Ryan Powdrell

No. 39, 43
- Position:: Fullback

Personal information
- Born:: December 20, 1983 (age 41) Rancho Santa Margarita, California, U.S.
- Height:: 5 ft 11 in (1.80 m)
- Weight:: 255 lb (116 kg)

Career information
- College:: Southern California
- NFL draft:: 2007: undrafted

Career history
- Green Bay Packers (2007); Tampa Bay Buccaneers (2008)*; Pittsburgh Steelers (2009)*; Seattle Seahawks (2010)*; Omaha Nighthawks (2010);
- * Offseason and/or practice squad member only

Career highlights and awards
- Consensus JUCO All-American (2003);

= Ryan Powdrell =

American football player (born 1983)

Ryan Marcus Powdrell (born December 20, 1983) is an American former professional football fullback. He was signed by the Green Bay Packers as an undrafted free agent in 2007. He played college football at Southern California, and was also a member of the Tampa Bay Buccaneers, Pittsburgh Steelers, and Seattle Seahawks.

==Early life==
Prior to his HS days Ryan played on some talented Pop Warner teams as a tailback, corner, and punter. Having played numerous positions started but did not stop in his youth days.

Powdrell prepped at powerhouse Mission Viejo High School where he graduated in 2002 playing Middle Linebacker & Fullback. He helped lead Mission Viejo to their first of four consecutive CIF-SS Championship game appearances in his senior season (2001) an 18-9 win over Chino High School. Powdrell also prepped with fellow Trojans Drew Radovich and Mark Sanchez

==College career==
Powdrell played college football at the University of Southern California after transferring from Saddleback College in Mission Viejo, California. Switched from linebacker to fullback before his first season with USC, Powdrell rushed for 9 yards on 2 carries, and caught 4 passes for 72 yards and a touchdown in USC Trojans' 2006 season opening 50-14 win against the Arkansas Razorbacks but suffered a season-ending injury early in the second game against Nebraska.

==Professional career==

===Green Bay Packers===
After going undrafted in the 2007 NFL draft, Powdrell signed with the Green Bay Packers on May 4, 2007. He spent his rookie season on injured reserve. Powdrell was released by the Packers on August 25, 2008.

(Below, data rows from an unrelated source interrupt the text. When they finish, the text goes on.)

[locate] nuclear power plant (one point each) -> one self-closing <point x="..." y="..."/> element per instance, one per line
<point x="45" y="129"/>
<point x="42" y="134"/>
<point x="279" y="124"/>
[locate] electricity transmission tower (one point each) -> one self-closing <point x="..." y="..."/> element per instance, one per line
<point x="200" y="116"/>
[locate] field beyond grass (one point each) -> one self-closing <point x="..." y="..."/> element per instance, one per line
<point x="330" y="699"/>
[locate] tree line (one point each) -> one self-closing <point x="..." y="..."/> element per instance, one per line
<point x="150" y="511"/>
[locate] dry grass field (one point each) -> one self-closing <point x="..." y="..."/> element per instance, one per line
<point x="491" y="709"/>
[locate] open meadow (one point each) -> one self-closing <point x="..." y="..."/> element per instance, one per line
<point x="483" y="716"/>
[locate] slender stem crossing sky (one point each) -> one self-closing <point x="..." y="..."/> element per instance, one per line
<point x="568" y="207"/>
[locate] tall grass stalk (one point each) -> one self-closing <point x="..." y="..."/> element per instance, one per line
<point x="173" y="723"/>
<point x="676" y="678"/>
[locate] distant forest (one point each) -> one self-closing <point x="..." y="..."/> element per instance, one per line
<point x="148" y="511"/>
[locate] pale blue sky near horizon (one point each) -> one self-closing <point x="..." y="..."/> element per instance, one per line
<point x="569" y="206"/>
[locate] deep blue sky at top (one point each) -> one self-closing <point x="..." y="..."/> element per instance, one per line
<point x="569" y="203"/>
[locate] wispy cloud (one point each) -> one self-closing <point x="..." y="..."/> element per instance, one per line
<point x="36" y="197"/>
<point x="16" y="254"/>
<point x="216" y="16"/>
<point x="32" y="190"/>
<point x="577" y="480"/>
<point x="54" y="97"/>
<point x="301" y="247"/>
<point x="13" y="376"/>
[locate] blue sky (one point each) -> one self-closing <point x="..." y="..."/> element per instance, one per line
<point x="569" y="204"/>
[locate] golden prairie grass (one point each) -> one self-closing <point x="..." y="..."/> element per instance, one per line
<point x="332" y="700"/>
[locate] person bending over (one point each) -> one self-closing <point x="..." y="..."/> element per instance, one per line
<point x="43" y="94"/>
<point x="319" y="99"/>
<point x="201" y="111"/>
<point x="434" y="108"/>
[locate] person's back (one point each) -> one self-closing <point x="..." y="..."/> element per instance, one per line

===Tampa Bay Buccaneers===
Powdrell was signed to the practice squad of the Tampa Bay Buccaneers on October 15, 2008. He was released on October 22.

===Pittsburgh Steelers===
Powdrell was signed by the Pittsburgh Steelers on February 12, 2009. He was released on June 18, 2009.

===Seattle Seahawks===
Powdrell signed with the Seattle Seahawks on April 15, 2010. Powdrell was released on August 7, 2010 due to a calf injury he sustained in practice.

===Omaha Nighthawks===
Powdrell was signed by the Omaha Nighthawks of the United Football League on September 2, 2010, but was released by the Nighthawks the next day after Powdrell re-injured his calf.

==Personal life==
Powdrell currently resides in Wareham, Massachusetts. Powdrell currently plays for the Taunton Gladiators, a premier semi-pro football team based out of Taunton, Massachusetts. Powdrell led Taunton to the 2010 Eastern Football League Championship with a 32-21 victory over the Clinton Irish Blizzard.

Powdrell led Taunton back to the EFL Championship Game in 2011, but were defeated 20-9 by their neighboring rival, the Middleboro Cobras. The Middleboro Cobras are considered a powerhouse football team, and are viewed as one of the best semi-pro football organizations in the country.